Face au tollé suscité par la publication de ce rapport sénatorial, McKinsey a tenu à rappeler qu'elle respectait « l'ensemble des règles fiscales et sociales françaises applicables ». Mais malgré tout, le Sénat continue de douter sur la véracité de ces déclarations et a annoncé vendredi 25 mars avoir saisi la justice pour « suspicion de faux témoignage ». Karim Tadjeddine est un proche d'Emmanuel Macron, artisan de sa campagne en 2017. Lors de son audition au Sénat, il reconnaît avoir mélangé les genres en utilisant son adresse McKinsey pendant la campagne de 2017 pour ses conseils de campagne. Il admet que c'était une « erreur »...
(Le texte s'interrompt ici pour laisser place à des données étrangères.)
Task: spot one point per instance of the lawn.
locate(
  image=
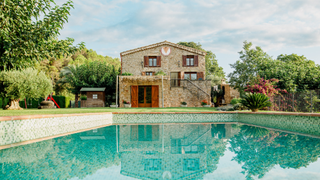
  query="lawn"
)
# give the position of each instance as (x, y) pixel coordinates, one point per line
(99, 110)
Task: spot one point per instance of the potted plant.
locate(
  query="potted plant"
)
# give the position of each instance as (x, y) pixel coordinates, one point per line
(255, 101)
(113, 105)
(204, 103)
(183, 104)
(126, 103)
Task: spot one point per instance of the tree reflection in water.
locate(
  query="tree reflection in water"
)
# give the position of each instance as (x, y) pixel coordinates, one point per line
(259, 150)
(183, 151)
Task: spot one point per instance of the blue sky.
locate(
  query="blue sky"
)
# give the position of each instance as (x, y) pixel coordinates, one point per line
(278, 27)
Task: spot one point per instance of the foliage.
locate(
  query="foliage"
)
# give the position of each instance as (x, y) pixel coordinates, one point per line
(19, 84)
(26, 39)
(248, 66)
(160, 73)
(204, 102)
(255, 101)
(215, 80)
(266, 87)
(92, 74)
(235, 101)
(294, 72)
(126, 74)
(126, 102)
(211, 63)
(239, 106)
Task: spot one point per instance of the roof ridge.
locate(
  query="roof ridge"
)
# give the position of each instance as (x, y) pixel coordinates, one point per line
(163, 43)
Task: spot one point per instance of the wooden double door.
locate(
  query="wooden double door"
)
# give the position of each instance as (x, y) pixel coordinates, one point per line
(144, 96)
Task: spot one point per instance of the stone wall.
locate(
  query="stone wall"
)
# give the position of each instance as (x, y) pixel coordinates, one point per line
(172, 96)
(133, 63)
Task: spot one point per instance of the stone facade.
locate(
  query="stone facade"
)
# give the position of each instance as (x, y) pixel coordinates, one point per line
(172, 96)
(229, 94)
(132, 61)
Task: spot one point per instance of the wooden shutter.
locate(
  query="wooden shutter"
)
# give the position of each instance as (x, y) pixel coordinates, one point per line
(146, 61)
(196, 60)
(200, 75)
(155, 96)
(184, 61)
(158, 61)
(134, 96)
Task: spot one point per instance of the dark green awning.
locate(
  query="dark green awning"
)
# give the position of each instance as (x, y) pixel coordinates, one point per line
(93, 89)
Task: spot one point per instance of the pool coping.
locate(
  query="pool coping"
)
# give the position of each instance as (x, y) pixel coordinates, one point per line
(25, 117)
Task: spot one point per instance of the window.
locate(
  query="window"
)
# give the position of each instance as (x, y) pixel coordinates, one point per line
(149, 73)
(190, 61)
(190, 75)
(152, 61)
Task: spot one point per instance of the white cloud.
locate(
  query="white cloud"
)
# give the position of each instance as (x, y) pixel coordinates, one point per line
(221, 26)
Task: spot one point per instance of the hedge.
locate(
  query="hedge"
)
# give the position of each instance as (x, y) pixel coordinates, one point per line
(35, 103)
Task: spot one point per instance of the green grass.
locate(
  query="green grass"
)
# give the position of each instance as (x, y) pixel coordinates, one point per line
(99, 110)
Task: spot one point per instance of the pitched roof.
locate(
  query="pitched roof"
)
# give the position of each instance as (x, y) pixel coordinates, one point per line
(92, 89)
(161, 44)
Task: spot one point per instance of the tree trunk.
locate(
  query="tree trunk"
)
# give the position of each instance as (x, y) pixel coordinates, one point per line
(14, 105)
(76, 100)
(25, 103)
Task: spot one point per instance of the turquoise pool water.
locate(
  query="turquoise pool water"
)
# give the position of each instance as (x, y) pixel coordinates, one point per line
(168, 151)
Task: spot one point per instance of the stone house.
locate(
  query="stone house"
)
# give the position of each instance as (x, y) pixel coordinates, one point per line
(184, 79)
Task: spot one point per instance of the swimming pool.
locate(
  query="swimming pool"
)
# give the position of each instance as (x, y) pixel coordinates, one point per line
(167, 151)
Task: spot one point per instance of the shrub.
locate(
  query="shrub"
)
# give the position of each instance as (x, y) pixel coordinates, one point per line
(204, 102)
(235, 101)
(255, 101)
(126, 74)
(126, 102)
(83, 97)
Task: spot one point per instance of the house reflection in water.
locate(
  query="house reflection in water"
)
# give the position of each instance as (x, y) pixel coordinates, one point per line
(182, 151)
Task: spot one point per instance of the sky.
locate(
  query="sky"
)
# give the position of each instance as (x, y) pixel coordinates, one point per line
(221, 26)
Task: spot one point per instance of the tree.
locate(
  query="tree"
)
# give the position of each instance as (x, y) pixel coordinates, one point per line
(19, 84)
(258, 150)
(248, 67)
(92, 74)
(295, 73)
(25, 38)
(212, 66)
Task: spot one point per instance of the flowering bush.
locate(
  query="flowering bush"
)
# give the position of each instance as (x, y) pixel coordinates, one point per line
(204, 102)
(266, 87)
(126, 102)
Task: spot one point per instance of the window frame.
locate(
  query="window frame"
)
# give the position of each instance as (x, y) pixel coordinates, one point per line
(154, 60)
(188, 61)
(189, 74)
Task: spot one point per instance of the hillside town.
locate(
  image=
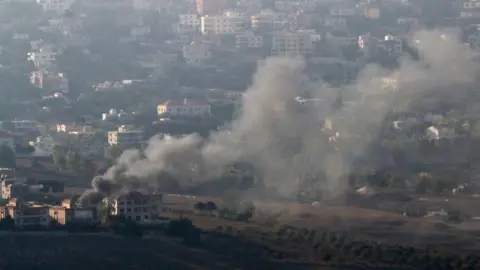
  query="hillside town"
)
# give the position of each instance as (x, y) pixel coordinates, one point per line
(82, 81)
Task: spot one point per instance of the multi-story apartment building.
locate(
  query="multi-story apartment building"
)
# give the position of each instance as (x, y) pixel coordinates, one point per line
(228, 23)
(196, 53)
(469, 9)
(291, 43)
(25, 214)
(58, 6)
(210, 6)
(50, 81)
(249, 40)
(186, 107)
(125, 137)
(189, 22)
(135, 206)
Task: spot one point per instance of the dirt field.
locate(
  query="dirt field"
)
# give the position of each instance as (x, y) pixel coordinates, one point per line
(93, 251)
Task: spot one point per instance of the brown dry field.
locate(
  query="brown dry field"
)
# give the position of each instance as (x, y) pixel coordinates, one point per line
(359, 223)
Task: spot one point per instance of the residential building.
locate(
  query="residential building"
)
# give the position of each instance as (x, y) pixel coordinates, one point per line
(135, 206)
(189, 22)
(50, 80)
(440, 132)
(263, 20)
(342, 12)
(249, 40)
(7, 139)
(19, 128)
(228, 23)
(196, 53)
(189, 108)
(42, 58)
(469, 9)
(26, 214)
(291, 43)
(43, 146)
(125, 137)
(208, 7)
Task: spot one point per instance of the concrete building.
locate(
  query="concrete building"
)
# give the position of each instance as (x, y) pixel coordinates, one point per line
(42, 58)
(291, 43)
(50, 80)
(228, 23)
(436, 133)
(248, 40)
(43, 146)
(125, 137)
(19, 128)
(7, 139)
(189, 108)
(26, 214)
(135, 206)
(189, 22)
(209, 7)
(196, 53)
(58, 6)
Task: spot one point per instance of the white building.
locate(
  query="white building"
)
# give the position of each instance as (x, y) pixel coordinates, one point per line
(291, 43)
(136, 206)
(7, 139)
(44, 57)
(249, 40)
(58, 6)
(189, 22)
(343, 12)
(125, 137)
(43, 146)
(184, 108)
(436, 133)
(196, 53)
(228, 23)
(20, 127)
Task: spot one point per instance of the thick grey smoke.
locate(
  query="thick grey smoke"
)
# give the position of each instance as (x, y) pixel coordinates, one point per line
(285, 140)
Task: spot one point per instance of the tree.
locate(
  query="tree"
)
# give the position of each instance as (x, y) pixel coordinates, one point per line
(7, 156)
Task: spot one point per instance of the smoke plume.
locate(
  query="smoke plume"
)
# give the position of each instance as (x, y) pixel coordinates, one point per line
(284, 139)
Pour ces raisons notamment le sujet du « McKinsey Gate » s’est immiscé dans la campagne présidentielle

Opacité du système et des conflits d’intérêt : la campagne de 2017

L'opacité du système s’appuie par ailleurs sur la présence historique de consultants dans les différents écosystèmes de la macronie. Selon le magazine M, une dizaine de salariés de McKinsey ont participé à l’élaboration du programme d’Emmanuel Macron en 2017, et les allers-retours sont nombreux entre la « firme » McKinsey et la macronie.
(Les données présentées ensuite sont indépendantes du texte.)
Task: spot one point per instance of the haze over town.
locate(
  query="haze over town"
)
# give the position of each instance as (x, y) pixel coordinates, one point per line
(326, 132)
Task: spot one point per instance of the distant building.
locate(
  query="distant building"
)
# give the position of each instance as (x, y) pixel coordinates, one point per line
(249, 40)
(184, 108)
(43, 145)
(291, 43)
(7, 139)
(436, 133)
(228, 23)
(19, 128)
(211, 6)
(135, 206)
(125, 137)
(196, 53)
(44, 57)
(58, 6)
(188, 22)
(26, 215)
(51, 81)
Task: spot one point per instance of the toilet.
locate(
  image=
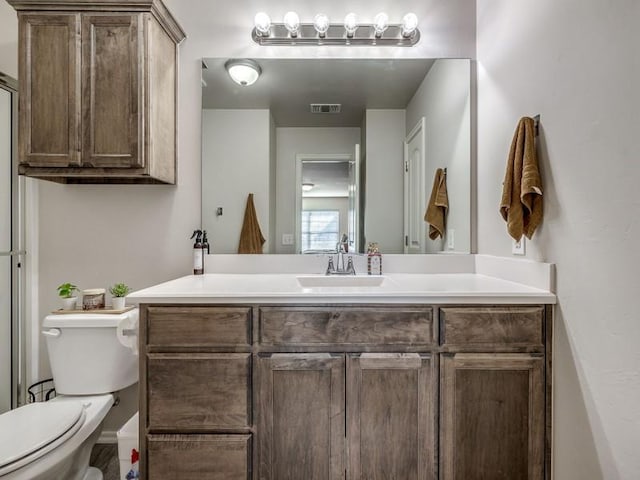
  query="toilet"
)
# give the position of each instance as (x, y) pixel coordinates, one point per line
(90, 359)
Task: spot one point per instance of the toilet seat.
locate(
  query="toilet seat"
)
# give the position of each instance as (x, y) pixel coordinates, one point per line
(31, 431)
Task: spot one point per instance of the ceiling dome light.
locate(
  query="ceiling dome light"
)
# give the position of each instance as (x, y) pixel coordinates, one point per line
(321, 24)
(409, 24)
(262, 23)
(292, 23)
(350, 24)
(380, 23)
(242, 71)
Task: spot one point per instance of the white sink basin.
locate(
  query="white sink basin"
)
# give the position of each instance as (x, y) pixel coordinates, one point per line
(315, 281)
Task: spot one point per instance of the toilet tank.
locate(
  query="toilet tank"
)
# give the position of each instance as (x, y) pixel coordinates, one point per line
(85, 354)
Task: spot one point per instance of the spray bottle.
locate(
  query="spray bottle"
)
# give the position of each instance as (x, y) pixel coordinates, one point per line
(198, 260)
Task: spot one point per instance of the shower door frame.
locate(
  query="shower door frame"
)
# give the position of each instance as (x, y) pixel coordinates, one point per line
(17, 254)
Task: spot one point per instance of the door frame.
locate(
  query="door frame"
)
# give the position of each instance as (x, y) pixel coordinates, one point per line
(418, 129)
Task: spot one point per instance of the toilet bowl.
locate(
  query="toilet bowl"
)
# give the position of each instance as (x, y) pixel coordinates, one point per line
(53, 440)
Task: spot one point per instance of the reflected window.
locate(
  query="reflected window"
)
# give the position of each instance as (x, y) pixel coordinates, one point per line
(320, 230)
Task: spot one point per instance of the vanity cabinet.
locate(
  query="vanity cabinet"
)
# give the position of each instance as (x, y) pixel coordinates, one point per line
(97, 91)
(358, 392)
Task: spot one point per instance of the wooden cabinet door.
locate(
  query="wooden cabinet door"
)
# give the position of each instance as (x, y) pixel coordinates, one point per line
(49, 71)
(301, 417)
(391, 401)
(492, 417)
(112, 68)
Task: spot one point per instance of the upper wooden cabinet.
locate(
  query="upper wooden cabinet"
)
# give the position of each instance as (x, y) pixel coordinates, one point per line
(97, 91)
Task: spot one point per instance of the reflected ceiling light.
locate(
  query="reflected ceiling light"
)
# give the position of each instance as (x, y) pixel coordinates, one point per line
(350, 24)
(292, 23)
(409, 24)
(243, 71)
(321, 31)
(380, 23)
(262, 23)
(321, 24)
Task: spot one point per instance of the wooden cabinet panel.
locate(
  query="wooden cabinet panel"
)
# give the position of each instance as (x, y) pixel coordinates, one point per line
(198, 391)
(492, 417)
(190, 457)
(301, 417)
(112, 67)
(391, 402)
(492, 327)
(311, 326)
(49, 71)
(195, 326)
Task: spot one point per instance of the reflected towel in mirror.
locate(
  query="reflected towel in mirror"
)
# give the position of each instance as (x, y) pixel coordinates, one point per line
(436, 213)
(251, 239)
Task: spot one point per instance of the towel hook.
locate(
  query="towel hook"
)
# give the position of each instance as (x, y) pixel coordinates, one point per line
(536, 125)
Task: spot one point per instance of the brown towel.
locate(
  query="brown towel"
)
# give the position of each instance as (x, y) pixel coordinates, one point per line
(521, 204)
(251, 239)
(436, 213)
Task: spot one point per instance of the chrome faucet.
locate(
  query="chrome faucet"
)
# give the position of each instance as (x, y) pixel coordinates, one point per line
(341, 249)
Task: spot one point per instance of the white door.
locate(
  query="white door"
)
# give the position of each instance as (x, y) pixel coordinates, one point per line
(415, 202)
(354, 201)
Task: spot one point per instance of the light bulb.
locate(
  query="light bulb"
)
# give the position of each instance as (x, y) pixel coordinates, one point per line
(350, 24)
(321, 24)
(262, 23)
(292, 23)
(380, 23)
(409, 24)
(243, 72)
Mais pour qui travaille au fond McKinsey sur les deniers de l'État ?

Le rapport du Sénat ne tire aucune conclusion à ce propos, mais c'est une question qui se pose en filigrane à la lecture de ce rapport. Ce n'est qu'un des aspects de ce phénomène « tentaculaire » décrit par le Sénat.

D'ailleurs le gouvernement actuel ne rend pas publics les rapports qu’il a commandés au cabinet privé, au point que, dans le rapport que le Sénat lui adresse, est mentionné le principe selon lequel « l’intervention des consultants doit rester discrète : lors de la crise sanitaire, McKinsey indique qu’il restera “behind the scene”, en accord avec le ministère. Le cabinet n’utilise pas son propre logo pour rédiger ses livrables mais celui de l’administration ». Pourquoi alors qu'ils sont réalisés sur les deniers de l'Etat ?

Selon la politologue Chloé Morin, qui s’est interrogée sur l’efficacité de l’administration dans Les inamovibles de la République (l’Aube) en 2020, l’affaire McKinsey représente un « point de fragilité qui peut coûter cher au candidat Macron » .

Les macronistes savent que cette polémique a plus de chances que les autres de s’installer dans le paysage.

« Elle entre en résonance avec le procès fait au macronisme : le monde de l’argent, la confusion public-privé, l’ancien banquier de Rothschild, le soutien des grands patrons », énumère un conseiller.